Slashdot Mirror
NSA Exploits Ported To Work on All Windows Versions Released Since Windows 2000 (bleepingcomputer.com)
Catalin Cimpanu, reporting for BleepingComputer: A security researcher has ported three leaked NSA exploits to work on all Windows versions released in the past 18 years, starting with Windows 2000. The three exploits are EternalChampion, EternalRomance, and EternalSynergy; all three leaked last April by a hacking group known as The Shadow Brokers who claimed to have stolen the code from the NSA. Several exploits and hacking tools were released in the April 2017 Shadow Brokers dump, the most famous being EternalBlue, the exploit used in the WannaCry, NotPetya, and Bad Rabbit ransomware outbreaks.
Interesting that he went for a 2 year old version of Windows 10. Would have been much more interesting if he tested the latest patched versions of all OS's. If he did that for Windows 10, won't surprise me if he also used unpatched versions of Windows 8.1 and 7.
It's not the fact that the NSA isn't allowed to hack. It's the fact that they discovered multiple critical vulnerabilities in an OS used by hundreds of millions of American citizens and other American agencies and governments, and instead of disclosing it responsibly so that Americans would be protected, they sat on that information. Worse, they weaponized it, then they let the weapon escape out into the wild. NSA exploits are responsible for more billions of dollars in ransomeware attacks than any single source.
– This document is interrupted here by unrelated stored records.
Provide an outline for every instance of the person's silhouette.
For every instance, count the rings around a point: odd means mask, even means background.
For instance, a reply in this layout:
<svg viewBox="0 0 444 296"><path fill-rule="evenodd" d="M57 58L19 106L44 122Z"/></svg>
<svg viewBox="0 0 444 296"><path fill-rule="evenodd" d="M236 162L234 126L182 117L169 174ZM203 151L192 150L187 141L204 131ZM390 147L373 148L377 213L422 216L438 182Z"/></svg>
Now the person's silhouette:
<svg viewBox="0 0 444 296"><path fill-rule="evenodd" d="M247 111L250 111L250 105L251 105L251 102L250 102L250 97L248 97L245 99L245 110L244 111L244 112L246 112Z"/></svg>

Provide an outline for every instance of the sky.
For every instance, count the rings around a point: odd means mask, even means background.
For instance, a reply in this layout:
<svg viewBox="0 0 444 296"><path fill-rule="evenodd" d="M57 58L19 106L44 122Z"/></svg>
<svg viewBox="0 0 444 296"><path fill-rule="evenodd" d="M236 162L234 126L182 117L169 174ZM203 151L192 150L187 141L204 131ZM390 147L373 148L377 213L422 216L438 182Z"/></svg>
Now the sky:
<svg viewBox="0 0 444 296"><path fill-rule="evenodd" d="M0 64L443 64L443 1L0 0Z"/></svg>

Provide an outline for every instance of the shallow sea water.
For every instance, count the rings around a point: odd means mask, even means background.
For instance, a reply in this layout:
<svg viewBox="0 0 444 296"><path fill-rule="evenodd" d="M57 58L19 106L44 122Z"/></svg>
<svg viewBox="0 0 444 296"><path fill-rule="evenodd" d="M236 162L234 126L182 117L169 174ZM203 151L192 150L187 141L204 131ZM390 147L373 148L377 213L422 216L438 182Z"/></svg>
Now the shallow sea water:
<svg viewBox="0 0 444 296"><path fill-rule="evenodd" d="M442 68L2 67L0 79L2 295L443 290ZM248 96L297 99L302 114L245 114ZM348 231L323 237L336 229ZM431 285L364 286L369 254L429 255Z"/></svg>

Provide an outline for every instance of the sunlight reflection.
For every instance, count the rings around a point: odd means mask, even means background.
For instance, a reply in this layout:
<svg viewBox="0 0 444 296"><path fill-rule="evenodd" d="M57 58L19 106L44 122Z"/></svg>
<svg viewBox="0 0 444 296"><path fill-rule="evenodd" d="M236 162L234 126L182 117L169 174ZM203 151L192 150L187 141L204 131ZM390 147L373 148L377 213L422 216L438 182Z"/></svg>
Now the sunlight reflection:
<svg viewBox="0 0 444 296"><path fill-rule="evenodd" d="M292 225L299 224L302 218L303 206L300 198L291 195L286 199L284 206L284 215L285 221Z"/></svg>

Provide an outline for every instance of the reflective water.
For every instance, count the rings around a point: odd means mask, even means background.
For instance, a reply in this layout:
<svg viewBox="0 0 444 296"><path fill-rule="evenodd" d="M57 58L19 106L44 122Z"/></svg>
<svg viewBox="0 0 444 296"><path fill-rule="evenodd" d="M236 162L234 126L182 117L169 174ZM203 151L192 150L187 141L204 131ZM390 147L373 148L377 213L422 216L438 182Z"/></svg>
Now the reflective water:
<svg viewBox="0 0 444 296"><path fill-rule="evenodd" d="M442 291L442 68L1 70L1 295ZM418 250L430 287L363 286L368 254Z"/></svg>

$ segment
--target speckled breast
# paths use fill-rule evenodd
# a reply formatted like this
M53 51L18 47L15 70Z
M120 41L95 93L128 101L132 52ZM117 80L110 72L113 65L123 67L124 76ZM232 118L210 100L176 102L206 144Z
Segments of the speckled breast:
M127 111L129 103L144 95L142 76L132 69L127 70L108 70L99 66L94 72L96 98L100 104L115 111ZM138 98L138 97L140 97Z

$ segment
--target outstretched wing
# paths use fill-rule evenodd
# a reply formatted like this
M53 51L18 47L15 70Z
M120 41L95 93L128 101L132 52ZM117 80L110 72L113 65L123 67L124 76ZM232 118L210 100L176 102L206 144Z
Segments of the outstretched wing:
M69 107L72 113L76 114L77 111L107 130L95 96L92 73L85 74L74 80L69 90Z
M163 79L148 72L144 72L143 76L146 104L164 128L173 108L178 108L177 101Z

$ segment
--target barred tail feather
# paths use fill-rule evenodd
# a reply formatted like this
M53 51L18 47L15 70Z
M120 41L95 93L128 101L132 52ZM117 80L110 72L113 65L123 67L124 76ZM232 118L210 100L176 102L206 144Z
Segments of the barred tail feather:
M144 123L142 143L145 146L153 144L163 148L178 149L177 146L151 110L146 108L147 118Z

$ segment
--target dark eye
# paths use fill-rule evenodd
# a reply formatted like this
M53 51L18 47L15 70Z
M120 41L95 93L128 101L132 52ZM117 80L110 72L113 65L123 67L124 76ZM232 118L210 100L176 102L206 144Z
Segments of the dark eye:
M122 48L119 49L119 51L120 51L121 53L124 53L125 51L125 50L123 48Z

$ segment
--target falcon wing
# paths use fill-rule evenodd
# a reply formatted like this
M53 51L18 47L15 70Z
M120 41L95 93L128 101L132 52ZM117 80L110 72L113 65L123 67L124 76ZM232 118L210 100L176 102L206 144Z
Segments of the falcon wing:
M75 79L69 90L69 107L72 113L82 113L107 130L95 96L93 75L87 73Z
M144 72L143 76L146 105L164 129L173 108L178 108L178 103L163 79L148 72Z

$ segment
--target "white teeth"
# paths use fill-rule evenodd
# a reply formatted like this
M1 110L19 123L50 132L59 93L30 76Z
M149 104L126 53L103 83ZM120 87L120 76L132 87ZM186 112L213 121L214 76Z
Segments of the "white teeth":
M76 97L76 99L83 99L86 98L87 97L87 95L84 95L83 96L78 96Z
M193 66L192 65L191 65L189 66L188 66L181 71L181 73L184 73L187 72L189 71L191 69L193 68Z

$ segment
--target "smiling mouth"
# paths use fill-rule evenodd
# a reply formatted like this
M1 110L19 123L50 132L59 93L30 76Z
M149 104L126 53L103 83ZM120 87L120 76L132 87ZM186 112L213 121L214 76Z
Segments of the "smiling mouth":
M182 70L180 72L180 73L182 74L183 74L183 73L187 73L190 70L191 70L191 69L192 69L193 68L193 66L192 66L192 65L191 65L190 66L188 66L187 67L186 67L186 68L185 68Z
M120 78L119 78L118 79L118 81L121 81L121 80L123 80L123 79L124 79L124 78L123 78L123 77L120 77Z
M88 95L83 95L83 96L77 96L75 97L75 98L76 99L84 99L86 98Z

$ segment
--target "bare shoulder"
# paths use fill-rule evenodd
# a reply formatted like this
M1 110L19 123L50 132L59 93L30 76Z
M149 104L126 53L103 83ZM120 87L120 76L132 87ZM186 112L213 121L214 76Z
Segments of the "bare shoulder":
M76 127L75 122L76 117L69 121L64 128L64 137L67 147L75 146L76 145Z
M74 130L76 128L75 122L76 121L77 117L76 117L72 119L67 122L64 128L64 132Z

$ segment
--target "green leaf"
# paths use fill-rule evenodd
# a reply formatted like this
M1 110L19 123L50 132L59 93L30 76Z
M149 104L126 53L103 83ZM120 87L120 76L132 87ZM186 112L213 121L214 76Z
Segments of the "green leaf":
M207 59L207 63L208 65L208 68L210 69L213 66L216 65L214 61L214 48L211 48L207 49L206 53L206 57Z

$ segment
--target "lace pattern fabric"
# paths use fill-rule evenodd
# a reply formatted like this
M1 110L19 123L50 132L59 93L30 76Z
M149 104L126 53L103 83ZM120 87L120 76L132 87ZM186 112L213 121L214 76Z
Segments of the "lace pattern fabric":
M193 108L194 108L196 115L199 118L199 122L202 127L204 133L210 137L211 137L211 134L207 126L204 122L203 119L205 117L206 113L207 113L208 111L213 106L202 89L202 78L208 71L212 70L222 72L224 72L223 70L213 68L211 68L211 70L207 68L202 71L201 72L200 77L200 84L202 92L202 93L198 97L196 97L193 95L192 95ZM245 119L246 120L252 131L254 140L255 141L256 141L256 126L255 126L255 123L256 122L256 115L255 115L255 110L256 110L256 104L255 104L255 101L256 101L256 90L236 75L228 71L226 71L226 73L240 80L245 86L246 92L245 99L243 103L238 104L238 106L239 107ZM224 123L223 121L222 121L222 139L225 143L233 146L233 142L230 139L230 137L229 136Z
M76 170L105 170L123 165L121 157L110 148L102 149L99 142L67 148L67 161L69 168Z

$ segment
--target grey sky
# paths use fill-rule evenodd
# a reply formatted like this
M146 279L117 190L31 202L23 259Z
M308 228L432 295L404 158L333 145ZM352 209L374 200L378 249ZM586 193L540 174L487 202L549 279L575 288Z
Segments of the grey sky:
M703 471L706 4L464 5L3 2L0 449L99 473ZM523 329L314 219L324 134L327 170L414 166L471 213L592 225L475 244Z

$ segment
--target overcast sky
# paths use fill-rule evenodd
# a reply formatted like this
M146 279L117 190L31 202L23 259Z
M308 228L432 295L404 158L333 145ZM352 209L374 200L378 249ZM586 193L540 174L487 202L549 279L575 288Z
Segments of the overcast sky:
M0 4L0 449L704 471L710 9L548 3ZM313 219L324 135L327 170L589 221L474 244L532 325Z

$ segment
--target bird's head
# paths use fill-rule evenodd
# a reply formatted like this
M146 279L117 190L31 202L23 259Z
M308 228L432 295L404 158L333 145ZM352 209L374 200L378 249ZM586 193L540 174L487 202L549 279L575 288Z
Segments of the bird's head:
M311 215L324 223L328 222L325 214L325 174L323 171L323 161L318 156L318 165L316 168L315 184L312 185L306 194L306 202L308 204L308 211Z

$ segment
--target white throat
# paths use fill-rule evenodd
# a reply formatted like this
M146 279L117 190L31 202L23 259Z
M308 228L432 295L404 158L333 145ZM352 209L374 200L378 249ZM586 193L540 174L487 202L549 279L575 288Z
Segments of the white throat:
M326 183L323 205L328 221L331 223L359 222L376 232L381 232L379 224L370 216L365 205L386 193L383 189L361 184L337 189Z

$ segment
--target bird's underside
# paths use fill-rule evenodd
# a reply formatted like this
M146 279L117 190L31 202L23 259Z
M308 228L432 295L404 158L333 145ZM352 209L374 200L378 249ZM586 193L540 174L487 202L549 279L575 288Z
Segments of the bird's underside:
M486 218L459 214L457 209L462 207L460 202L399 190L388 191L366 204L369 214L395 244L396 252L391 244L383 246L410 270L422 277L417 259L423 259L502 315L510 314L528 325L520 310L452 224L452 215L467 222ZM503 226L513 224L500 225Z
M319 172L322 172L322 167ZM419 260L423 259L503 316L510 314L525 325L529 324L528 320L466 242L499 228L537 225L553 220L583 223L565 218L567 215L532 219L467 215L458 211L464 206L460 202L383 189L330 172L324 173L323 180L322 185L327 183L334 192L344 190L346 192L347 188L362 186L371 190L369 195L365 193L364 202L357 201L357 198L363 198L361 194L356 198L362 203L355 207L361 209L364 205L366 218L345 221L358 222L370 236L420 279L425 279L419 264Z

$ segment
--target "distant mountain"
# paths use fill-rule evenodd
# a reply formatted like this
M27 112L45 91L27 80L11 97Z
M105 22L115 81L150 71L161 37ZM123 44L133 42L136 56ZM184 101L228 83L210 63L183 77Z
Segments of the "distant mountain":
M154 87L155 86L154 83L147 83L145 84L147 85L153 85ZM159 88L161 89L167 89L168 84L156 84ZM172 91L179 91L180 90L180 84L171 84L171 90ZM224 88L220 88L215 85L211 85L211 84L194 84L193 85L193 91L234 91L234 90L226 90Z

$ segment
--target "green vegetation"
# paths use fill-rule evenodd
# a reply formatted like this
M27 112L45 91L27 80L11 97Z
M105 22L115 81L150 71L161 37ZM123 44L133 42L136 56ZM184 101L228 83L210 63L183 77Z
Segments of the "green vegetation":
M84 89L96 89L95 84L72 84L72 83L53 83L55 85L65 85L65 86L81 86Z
The NSA failed to protect Americans, weaponized a weakness shared by virtually every citizen, and then failed to keep their weapons locked up. Imagine if the US Air Force lost a few nukes. The property damage by NSA leaks is about akin to dropping a nuke on medium sized city. The NSA leadership responsible for those decisions shouldn't just be fired, they should be hauled (in chains) before congress to answer publicly for those decisions. I cannot fathom why the American people aren't still howling for their arrest.